Morrie did more than catapult Mitch to fame and fortune (part of which he used to pay off Morrie’s medical bills). It also threw open deserted locker rooms in his heart.

Tuesdays with Morrie kind of pushed me in the direction to begin examining a bigger picture of life than just making money and accomplishing things,” Albom admits in a telephone interview.

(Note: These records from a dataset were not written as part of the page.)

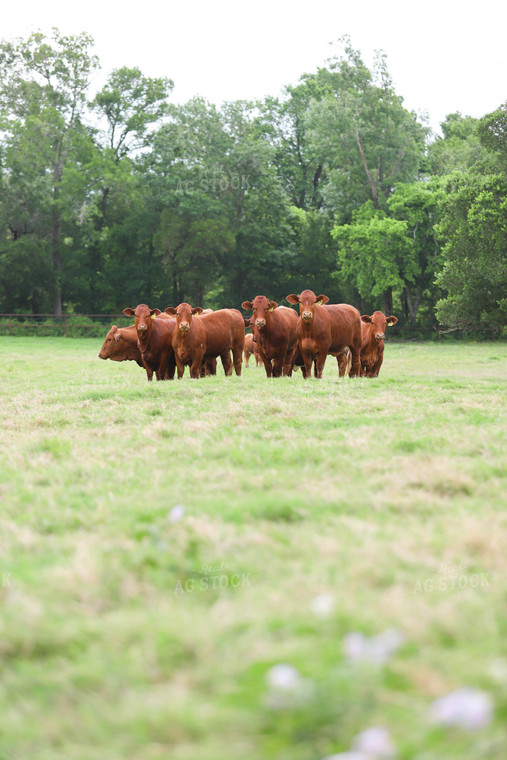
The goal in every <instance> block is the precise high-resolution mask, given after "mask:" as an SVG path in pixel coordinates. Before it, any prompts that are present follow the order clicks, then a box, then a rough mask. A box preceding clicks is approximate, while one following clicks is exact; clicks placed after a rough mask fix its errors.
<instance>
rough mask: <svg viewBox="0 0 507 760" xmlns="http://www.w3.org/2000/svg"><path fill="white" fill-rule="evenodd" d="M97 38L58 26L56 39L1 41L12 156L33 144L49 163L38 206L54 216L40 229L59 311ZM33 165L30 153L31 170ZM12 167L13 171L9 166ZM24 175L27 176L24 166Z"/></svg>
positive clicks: (18, 193) (40, 35)
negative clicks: (69, 187)
mask: <svg viewBox="0 0 507 760" xmlns="http://www.w3.org/2000/svg"><path fill="white" fill-rule="evenodd" d="M92 42H93V41H92V39H91V37H90V36H89V35H88V34H85V33H82V34H80V35H77V36H64V35H62V34H60V32H59V31H58V30H57V29H53V32H52V37H51V38H47V37H46V36H45V35H43V34H42V33H41V32H35V33H33V34H31V35H30V36H29V37H28V39H27V40H22V39H18V40H16V41H15V42H9V41H2V42H1V43H0V81H1V85H0V103H1V126H2V129H3V131H4V134H5V143H6V146H7V154H9V149H11V154H12V152H13V149H14V147H15V146H16V144H17V143H19V142H28V143H31V144H32V146H33V147H34V150H37V151H39V152H40V156H39V157H38V158H37V161H38V162H39V165H41V164H42V161H44V164H45V166H44V171H43V174H42V176H40V177H39V183H38V187H39V189H40V190H41V195H40V197H39V200H38V202H37V205H38V206H39V208H41V209H44V210H45V213H44V217H45V218H46V221H48V220H47V216H46V210H47V213H48V216H49V224H48V227H47V229H45V230H44V231H42V230H41V229H39V234H40V235H41V237H43V238H45V239H46V241H47V242H48V245H49V248H50V251H51V259H52V265H53V283H52V290H53V310H54V313H55V314H61V312H62V255H63V251H64V247H63V238H64V237H65V236H66V235H65V231H64V219H63V209H64V207H69V206H70V205H71V204H70V203H69V199H67V198H65V197H63V196H62V182H63V178H64V173H65V171H66V169H67V167H68V165H69V164H71V163H72V162H74V161H76V160H77V156H76V145H75V143H76V136H78V135H80V133H81V134H82V133H83V131H84V128H83V123H82V118H83V114H84V110H85V106H86V91H87V88H88V85H89V80H90V76H91V73H92V72H93V70H94V69H95V68H96V67H97V66H98V60H97V58H96V56H94V55H92V54H91V52H90V49H91V46H92ZM33 166H34V161H33V159H32V158H31V157H30V158H29V168H28V171H29V172H30V170H31V169H33ZM6 169H7V173H9V166H6ZM19 175H20V176H26V175H25V174H24V172H23V171H22V170H20V172H19ZM44 175H47V178H46V179H47V181H45V177H44ZM29 184H31V183H29ZM20 190H21V189H20V188H18V192H17V195H18V198H20V201H21V195H22V193H21V191H20ZM30 191H32V188H31V189H30ZM21 204H22V201H21Z"/></svg>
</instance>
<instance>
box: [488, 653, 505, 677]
mask: <svg viewBox="0 0 507 760" xmlns="http://www.w3.org/2000/svg"><path fill="white" fill-rule="evenodd" d="M488 670H489V673H490V675H491V676H492V678H494V679H495V681H499V682H500V683H502V681H507V660H506V659H505V657H497V658H496V660H493V662H492V663H491V664H490V666H489V668H488Z"/></svg>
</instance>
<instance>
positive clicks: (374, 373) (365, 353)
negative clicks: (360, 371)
mask: <svg viewBox="0 0 507 760" xmlns="http://www.w3.org/2000/svg"><path fill="white" fill-rule="evenodd" d="M397 321H398V320H397V318H396V317H393V316H391V317H386V316H384V314H383V313H382V312H381V311H374V312H373V314H372V315H371V317H369V316H368V314H362V315H361V336H362V341H361V375H362V376H363V377H378V373H379V372H380V368H381V366H382V362H383V360H384V338H385V334H386V327H392V325H395V324H396V322H397Z"/></svg>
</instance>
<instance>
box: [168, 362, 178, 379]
mask: <svg viewBox="0 0 507 760" xmlns="http://www.w3.org/2000/svg"><path fill="white" fill-rule="evenodd" d="M175 370H176V362H175V361H174V359H172V360H171V359H170V360H169V363H168V366H167V372H166V375H165V379H166V380H174V372H175Z"/></svg>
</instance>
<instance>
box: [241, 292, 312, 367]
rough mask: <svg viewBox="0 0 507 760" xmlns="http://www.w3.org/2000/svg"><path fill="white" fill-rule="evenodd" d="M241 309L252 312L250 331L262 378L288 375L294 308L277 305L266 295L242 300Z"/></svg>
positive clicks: (292, 352) (292, 349)
mask: <svg viewBox="0 0 507 760" xmlns="http://www.w3.org/2000/svg"><path fill="white" fill-rule="evenodd" d="M241 306H242V308H243V309H245V310H248V311H249V310H250V309H252V311H253V315H252V331H253V335H254V338H255V340H256V342H257V345H258V347H259V354H260V356H261V359H262V362H263V364H264V369H265V370H266V375H267V376H268V377H281V376H282V375H292V367H293V365H294V355H295V353H296V348H297V328H298V322H299V320H298V317H297V314H296V312H295V311H294V309H287V307H285V306H278V304H277V303H276V301H269V300H268V299H267V298H266V296H255V298H254V300H253V301H243V303H242V304H241Z"/></svg>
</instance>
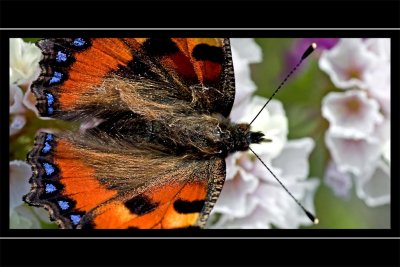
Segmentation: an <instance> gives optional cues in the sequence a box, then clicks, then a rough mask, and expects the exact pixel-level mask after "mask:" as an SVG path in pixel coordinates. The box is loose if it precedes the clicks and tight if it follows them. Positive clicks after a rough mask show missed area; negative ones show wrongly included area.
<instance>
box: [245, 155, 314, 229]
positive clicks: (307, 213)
mask: <svg viewBox="0 0 400 267" xmlns="http://www.w3.org/2000/svg"><path fill="white" fill-rule="evenodd" d="M249 149H250V150H251V152H253V154H254V155H255V156H256V157H257V158H258V159H259V160H260V161H261V163H262V164H263V165H264V166H265V168H267V170H268V171H269V172H270V173H271V174H272V176H274V178H275V179H276V180H277V181H278V183H279V184H280V185H281V186H282V187H283V189H285V191H286V192H287V193H288V194H289V196H291V197H292V199H293V200H294V201H296V203H297V205H299V207H300V208H301V209H302V210H303V211H304V213H305V214H306V215H307V217H308V218H309V219H310V220H311V221H312V222H313V223H314V224H318V223H319V220H318V218H317V217H315V215H313V214H312V213H311V212H310V211H308V210H307V209H306V208H305V207H304V206H303V205H302V204H301V203H300V201H298V200H297V198H295V197H294V196H293V195H292V193H290V191H289V190H288V189H287V188H286V186H284V184H283V183H282V182H281V181H280V180H279V178H278V177H276V175H275V174H274V173H273V172H272V171H271V169H270V168H268V166H267V164H265V163H264V161H262V159H261V158H260V156H258V155H257V154H256V152H254V150H253V149H251V148H249Z"/></svg>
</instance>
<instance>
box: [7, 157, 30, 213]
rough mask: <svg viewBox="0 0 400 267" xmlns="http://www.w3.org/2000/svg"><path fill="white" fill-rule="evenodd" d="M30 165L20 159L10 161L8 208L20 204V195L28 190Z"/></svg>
mask: <svg viewBox="0 0 400 267" xmlns="http://www.w3.org/2000/svg"><path fill="white" fill-rule="evenodd" d="M31 176H32V170H31V166H30V165H29V164H28V163H26V162H25V161H22V160H13V161H11V162H10V209H14V208H16V207H17V206H20V205H22V204H23V203H24V202H23V201H22V196H23V195H25V194H27V193H28V192H29V190H30V188H31V187H30V185H29V183H28V181H29V178H31Z"/></svg>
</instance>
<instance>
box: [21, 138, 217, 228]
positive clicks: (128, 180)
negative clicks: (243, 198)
mask: <svg viewBox="0 0 400 267" xmlns="http://www.w3.org/2000/svg"><path fill="white" fill-rule="evenodd" d="M74 138H75V137H72V136H68V135H67V136H65V138H64V137H57V136H54V135H52V134H49V133H41V134H39V135H38V136H37V138H36V141H35V146H34V149H33V150H32V151H31V152H30V154H29V156H28V161H29V163H30V164H31V165H32V166H33V170H34V175H33V177H32V178H31V183H32V185H33V186H32V190H31V192H30V193H29V194H27V195H26V196H25V201H27V202H28V203H30V204H31V205H37V206H43V207H45V208H46V209H47V210H49V211H50V216H51V218H52V220H55V221H56V222H57V223H58V224H59V225H60V227H61V228H102V229H127V228H140V229H150V228H187V227H191V226H197V227H202V226H204V224H205V222H206V220H207V216H208V214H209V212H210V211H211V209H212V206H213V205H214V202H215V200H216V198H217V196H218V194H219V192H220V190H221V189H222V183H223V181H224V178H225V161H224V160H223V159H215V160H204V161H197V160H183V159H182V158H177V157H173V156H166V155H156V154H155V153H153V154H151V155H150V154H146V152H145V151H136V152H135V148H129V149H124V151H121V147H115V148H114V149H113V145H111V144H109V145H108V147H107V148H106V149H102V148H101V147H103V145H104V144H102V143H99V142H97V141H95V142H90V141H88V142H86V141H82V140H83V139H84V137H80V140H79V141H78V142H76V140H74ZM129 154H130V156H131V157H133V158H131V159H130V160H129V158H128V157H127V156H128V155H129ZM139 154H141V155H142V156H141V158H140V159H139ZM124 159H125V160H124Z"/></svg>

Following a couple of inspirational novels (The Five People You Meet in Heaven; For One More Day), Albom hits one out of the park once again with Have a Little Faith: A True Story, which grew from the author’s close encounters with two remarkable men of very different faiths.

Have a Little Faith opens with an unusual request. An aging Albert Lewis, who had been Albom’s rabbi growing up in suburban New Jersey, asks his successful congregant to write his eulogy. To do so properly, Albom must get to know the man behind the vestments, little knowing it would take eight years to prepare for the inevitable.

As Albom makes pilgrimages to “the Reb’s” suburban home for Morrie-like visits, he slowly grows to love and understand the man he had feared as a kid—a loving husband and father who suffered the loss of a daughter yet remained unshakable in his faith.

“When I knocked on his door the first time, he opened it and he was wearing Bermuda shorts and sandals. He just looked like a goofball! I didn’t think that was allowed! I thought he slept in a robe. Here he was, saying, come into my world, it’s not that strange.”

The rabbi helps reconnect the author with his faith through exchanges like this:

“But so many people wage wars in God’s name.
‘God,’ the Reb scolded, ‘does not want such killings to go on.’
Then why hasn’t it stopped?
He lifted his eyebrows.
‘Because man does.’ ”

Between Saturdays with Albert, Albom skillfully weaves in a second narrative about Henry Covington, whose journey through a hellish youth of poverty and drug addiction ultimate led him to establish the I Am My Brother’s Keeper ministry and homeless shelter in Detroit’s inner city.

When Albom drops by the church to write a feature story, he finds a ministry held together by faith and charity but little else. A gaping hole in the church roof ultimately forced the congregation to construct a makeshift tent of plastic sheeting in one corner to enable services to be held.

Covington’s courage and his congregation’s dedication nudged Albom to an ecumenical awakening.

“Before I started going through all this, I did not like it when other people started talking about their religion, especially if it wasn’t mine. I felt almost offended; don’t push what you believe on me, you know? And when people of my own faith talked about it, I was kind of embarrassed, too: don’t overdo this, don’t call attention to yourself. I felt uncomfortable in both directions,” he says.

“But I don’t anymore. I realized that you can be around people of faith and you don’t have to turn into a zombie. You don’t have to eat communion wafers or put on a yarmulke. It’s just one element of people’s lives and you can talk to them about it and celebrate it.”

Though Have a Little Faith was eight years in the making, Albom admits its message could not be more timely.

“I do think it’s fortuitous. When times get tough and money disappears and people get fired and the things you assumed were going to be there forever are not there, you start to drift back to something you once had and you wonder why you let it go in the first place,” he says.

Albom uses his success to power three charities: A Time to Heal, which focuses on community projects; The Dream Fund, which provides scholarships for underserved children; and S.A.Y. (Super All Year) Detroit, which serves the needs of the homeless.

But Albom refuses to take the credit, or to use his success to promote himself.

“My attitude, for better or worse since these books started to become what they’ve become, is I’m happy for them, I embrace them, but I don’t need to change who I am. I like who I am here. I don’t need to leave Detroit and go and try to elevate myself. I live in the same house, we have the same phone number and I have the same job as I did before Tuesdays with Morrie.”

Would he wish a little faith upon his hapless Detroit Lions?

“Yeah,” he chuckles, “along with a little defense.”

Jay MacDonald writes faithfully from Austin, Texas.